What is an algorithm?
In the most general terms, an algorithm is simply an ordered list of steps that, when given inputs, produces outputs. While algorithms are typically associated with computing, many of the analogue processes we engage in every day are algorithms. Recipes are a good example of this.
Below, we present a recipe for a smoothie. The smoothie algorithm takes one each of three different kinds of input: a frozen fruit, a fluid, and additional flavorings. The algorithm has two steps: combining the inputs in the blender, and blending to the desired consistency. The algorithm may also have settings or control surfaces that we can adjust to control some part of the process, like the blending speed. When all the steps have been executed, the algorithm output is a smoothie! Inputs of frozen strawberries, yogurt, and basil, for example, produce the output of a strawberry-basil smoothie.
An important consideration about algorithms is that their outputs depend on their inputs. If we have no ingredients to input to our smoothie algorithm, the algorithm outputs no smoothie.
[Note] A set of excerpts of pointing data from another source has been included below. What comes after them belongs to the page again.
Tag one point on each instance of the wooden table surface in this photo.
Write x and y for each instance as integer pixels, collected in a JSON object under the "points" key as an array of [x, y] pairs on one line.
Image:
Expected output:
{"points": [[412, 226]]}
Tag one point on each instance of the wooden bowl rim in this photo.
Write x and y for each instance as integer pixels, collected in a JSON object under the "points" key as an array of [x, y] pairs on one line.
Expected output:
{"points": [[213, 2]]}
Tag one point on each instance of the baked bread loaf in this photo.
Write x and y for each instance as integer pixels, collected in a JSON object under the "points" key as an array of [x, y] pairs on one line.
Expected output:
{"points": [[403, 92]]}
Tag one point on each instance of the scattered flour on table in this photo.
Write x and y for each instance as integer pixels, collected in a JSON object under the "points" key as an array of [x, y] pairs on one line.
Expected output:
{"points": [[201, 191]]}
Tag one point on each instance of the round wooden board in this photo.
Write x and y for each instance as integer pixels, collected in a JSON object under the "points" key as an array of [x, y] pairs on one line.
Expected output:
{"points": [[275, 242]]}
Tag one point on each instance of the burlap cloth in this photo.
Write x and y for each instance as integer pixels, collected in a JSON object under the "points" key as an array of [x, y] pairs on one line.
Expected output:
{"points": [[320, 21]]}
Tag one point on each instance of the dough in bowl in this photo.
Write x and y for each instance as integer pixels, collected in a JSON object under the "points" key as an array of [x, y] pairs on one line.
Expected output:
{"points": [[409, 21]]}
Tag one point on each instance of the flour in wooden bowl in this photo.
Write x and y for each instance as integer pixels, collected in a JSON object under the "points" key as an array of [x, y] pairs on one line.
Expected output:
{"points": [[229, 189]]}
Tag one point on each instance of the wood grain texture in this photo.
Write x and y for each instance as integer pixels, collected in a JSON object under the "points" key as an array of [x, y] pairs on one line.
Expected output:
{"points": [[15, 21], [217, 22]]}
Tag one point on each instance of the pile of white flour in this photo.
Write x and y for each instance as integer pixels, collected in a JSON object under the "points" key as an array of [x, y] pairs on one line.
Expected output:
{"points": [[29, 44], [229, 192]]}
Similarly, bad inputs produce bad outputs. If we input frozen mistletoe berries, motor oil, and shavings from a scented candle (a frozen fruit, a fluid, and a flavoring, respectively) into our smoothie algorithm, it would produce something very poisonous that happened to have the texture of a smoothie. However, without knowing that the inputs were bad, we would not know that the resulting smoothie was bad. The ability to evaluate the quality and validity of inputs to an algorithm is essential to our ability to assess the quality and validity of the outputs of an algorithm.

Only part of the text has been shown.